En conclusion, je ne sais pas si j’ai bien trouvé les mots pour décrire la qualité de cette lecture. Pour moi, on est déjà au-delà du coup de cœur tant je me suis marré en lisant, tout en étant passionné par le déroulement du récit et par les personnages dépeints. Je trouve que Rinko est déjà un personnage formidable, et j’ai tellement hâte de découvrir la suite de ses aventures. Un premier tome qui fait souffler un vent de fraicheur énorme, tant c’est fun, intelligent, passionnant dans ce qu’il raconte. En bref, une énorme pépite dont on n’a pas fini de reparler par ici ! En un mot : INDISPENSABLE !

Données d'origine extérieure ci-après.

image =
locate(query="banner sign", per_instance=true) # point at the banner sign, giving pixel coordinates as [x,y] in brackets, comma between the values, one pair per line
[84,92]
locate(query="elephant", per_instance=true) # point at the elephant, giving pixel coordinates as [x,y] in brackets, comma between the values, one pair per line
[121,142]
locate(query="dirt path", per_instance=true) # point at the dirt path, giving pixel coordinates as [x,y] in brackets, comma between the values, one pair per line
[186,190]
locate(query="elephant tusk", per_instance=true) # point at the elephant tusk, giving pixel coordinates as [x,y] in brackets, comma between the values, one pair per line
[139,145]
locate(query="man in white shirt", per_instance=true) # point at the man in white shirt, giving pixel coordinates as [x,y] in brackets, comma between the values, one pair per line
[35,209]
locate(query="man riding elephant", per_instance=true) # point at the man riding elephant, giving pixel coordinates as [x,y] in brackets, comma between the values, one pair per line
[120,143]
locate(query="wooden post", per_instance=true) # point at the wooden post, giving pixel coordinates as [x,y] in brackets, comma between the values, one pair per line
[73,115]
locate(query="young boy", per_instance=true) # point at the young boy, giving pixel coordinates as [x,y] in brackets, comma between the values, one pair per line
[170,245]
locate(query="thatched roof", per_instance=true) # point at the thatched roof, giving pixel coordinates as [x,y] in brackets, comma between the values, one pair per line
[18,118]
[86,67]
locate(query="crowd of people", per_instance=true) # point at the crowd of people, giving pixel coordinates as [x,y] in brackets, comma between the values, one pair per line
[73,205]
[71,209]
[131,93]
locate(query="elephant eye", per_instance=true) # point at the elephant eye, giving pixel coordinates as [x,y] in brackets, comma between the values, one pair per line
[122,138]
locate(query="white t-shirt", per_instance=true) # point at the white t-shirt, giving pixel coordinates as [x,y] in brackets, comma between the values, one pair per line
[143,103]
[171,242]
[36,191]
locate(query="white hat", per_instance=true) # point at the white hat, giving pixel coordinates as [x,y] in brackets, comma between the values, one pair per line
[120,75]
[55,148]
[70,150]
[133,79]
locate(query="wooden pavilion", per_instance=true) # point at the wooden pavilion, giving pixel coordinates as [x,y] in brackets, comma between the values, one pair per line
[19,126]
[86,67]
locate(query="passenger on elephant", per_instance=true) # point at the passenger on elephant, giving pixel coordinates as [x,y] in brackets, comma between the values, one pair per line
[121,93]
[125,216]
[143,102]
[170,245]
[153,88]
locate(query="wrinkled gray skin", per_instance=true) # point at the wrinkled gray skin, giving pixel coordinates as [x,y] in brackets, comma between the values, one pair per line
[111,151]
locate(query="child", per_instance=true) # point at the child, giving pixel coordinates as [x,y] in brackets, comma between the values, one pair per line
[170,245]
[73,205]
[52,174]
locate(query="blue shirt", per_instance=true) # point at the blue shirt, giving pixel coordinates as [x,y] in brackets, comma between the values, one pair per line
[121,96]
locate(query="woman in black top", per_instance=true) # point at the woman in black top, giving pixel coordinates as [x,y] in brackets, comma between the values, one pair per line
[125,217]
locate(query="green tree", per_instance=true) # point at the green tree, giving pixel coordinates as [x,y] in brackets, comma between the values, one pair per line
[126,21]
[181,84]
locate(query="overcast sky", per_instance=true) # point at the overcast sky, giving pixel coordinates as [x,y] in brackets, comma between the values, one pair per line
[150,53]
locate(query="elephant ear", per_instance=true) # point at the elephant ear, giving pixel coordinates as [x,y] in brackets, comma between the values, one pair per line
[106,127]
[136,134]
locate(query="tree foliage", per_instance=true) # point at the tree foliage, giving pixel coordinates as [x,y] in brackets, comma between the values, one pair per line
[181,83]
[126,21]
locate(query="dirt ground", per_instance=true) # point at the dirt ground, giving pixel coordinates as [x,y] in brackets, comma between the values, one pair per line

Et parce que les copains aussi aiment bien ce titre et qu’un maximum d’avis sont les bienvenus pour vous convaincre, voici ce qu’ils/elles en ont dit :

Chroniques d’un Vagabond
Minimouth Lit

38 commentaires

  1. Je suis contente pour toi de te voir lire des titres aussi enthousiasmants ! Même si je ne vais pas m’arrêter sur celui ci parce que le sujet ne me parle pas du tout. C’est bien toutefois de voir des personnages féminins indépendants qui bossent, j’aurais juste préféré qu’elles ne cherchent pas forcément à entrer dans le moule mariage / famille 😅 y’a d’autres choses dans la vie…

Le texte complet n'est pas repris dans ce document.